Читать «Химера воспитания» онлайн - страница 12
Борис Поломошнов
Особенно хорошо идет под водочку «Лунная соната» Людвига Ван Бетховена и вальсы Шопена.
Оно навевает.
Нечто такое-этакое.
Что способствует и пищеварению, и его облагораживанию.
А когда надобность в способствующей акту активизации работы пищеварительного тракта и притом – облагораживающей сей процесс «вещи» исчерпывается, засунуть ее обратно в пыльный чулан.
Сыграл?
Сыграл.
Молодец!
«А теперь – поди-ка, поиграй к себе в комнату».
И «вещь» отправляется на свою «полку».
А еще на этой «вещи» можно заработать.
Либо – деньги, как это делает гувернантка, либо – имиджевые рейтинговые баллы, как поступает его учительница по классу фортепьяно, либо – удовлетворение собственного тщеславия, как это выходит у родителей Геннадия.

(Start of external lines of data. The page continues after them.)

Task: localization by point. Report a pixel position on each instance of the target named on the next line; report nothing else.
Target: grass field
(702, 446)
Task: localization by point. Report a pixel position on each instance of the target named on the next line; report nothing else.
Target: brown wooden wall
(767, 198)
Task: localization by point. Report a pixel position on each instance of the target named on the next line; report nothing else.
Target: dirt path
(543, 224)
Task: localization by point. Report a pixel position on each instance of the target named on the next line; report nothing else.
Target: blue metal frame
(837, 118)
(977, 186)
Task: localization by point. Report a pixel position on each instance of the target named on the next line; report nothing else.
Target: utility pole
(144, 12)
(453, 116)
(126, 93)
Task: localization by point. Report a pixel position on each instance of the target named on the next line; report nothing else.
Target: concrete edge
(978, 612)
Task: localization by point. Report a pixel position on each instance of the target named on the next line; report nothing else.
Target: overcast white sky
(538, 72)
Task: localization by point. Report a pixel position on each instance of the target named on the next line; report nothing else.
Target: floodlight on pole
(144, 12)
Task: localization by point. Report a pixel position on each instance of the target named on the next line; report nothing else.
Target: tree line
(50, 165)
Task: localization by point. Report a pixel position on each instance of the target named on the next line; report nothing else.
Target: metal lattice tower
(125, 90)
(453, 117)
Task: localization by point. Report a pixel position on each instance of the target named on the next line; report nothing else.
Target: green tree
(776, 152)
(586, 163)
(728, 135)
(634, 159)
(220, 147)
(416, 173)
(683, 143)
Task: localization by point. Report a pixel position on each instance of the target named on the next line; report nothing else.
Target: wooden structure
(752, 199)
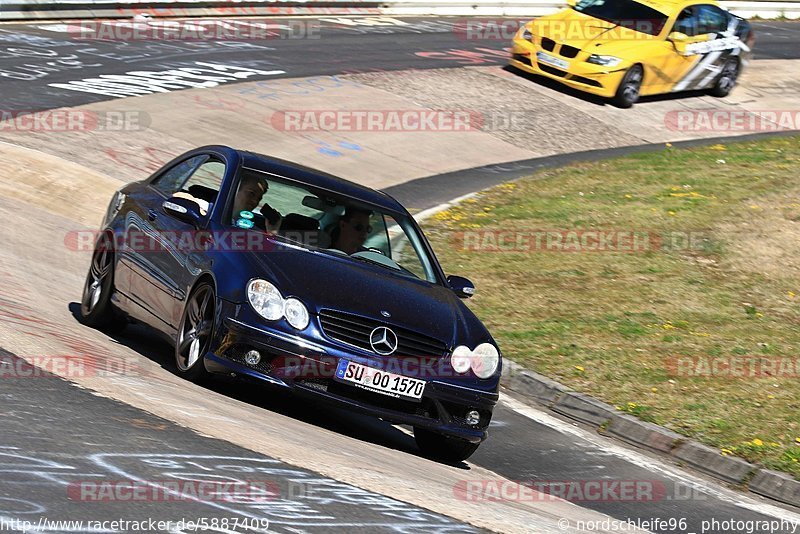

Вот они-то испытывают пароксизм самодовольства, когда их сын на академическом концерте в музыкальной школе лучше всех (конечно же, а как же иначе!») исполняет на рояле что-то из Глюка: «А Ирочка-то С. (дочка директора самого крупного в стране мясокомбината) мало того, что толстушка до неприличия, так еще и пять раз сбилась, пока сыграла этюд Гедике!».
Чем не повод для вящей радости родителей Геннадия?!
И невдомек им, что на усладу их тщеславия Геннадий – по требованию учительницы по фортепьяно, маниакально стремящейся к славе первоклассного музыкального педагога, – полгода своей жизни фактически угробил на повторение до одури одних и тех же пассажей из одних и тех же композиторских опусов.
Да, действительно, Антонио Паганини доводил своего сына Николо до исступления, до каталепсии, истошными воплями, пинками и подзатыльниками заставляя того «денно и нощно» музицировать, музицировать и еще раз музицировать.
Однако, во-первых, далеко не все, кого именно так учили музыке, стали великими музыкантами, и, во-вторых, далеко не факт, что Никколо Паганини не стал бы великим музыкантом без применения к нему истошных воплей, пинков и подзатыльников.
То, что нет у Гены К. никакого ван-клибернского таланта, он давно уже сам понял, но убедить своих родителей в этом было затеей, заведомо обреченной на провал («Ты что, с ума сошел?! Сколько денег мы угрохали в тот концертный инструмент, на котором ты играешь дома, ты знаешь?! А сколько денег уже заплачено за учебу в музыкальной школе?!! А сколько подарков отнесено ее преподавателям, завучу и директору ты посчитал?!!! Или тебе назвать эти цифры?!!!!»).
Не хотел Геннадий никаких цифр.
А хотел он, нет – страстно желал, нет, он просто мечтал о том, чтобы его папа взял его на рыбалку.
С ночевкой.
Под открытым небом.
На такую, про которую взахлеб рассказывали двое его одноклассников – братья-близнецы – Саша и Паша.
На такую, когда днем на лугу возле озера – никогошеньки вокруг, кроме сосредоточенно гудящих шмелей и весело стрекочущих кузнечиков, и можно бегать наперегонки по свежеумытой росой траве босиком.
А вечером есть обжигающе горячую ушицу, вкуснее которой нет ничего на свете.
А потом неспешно пить непередаваемого аромата чай, заваренный на молодых стеблях дикорастущей ожины (она же – ежевика).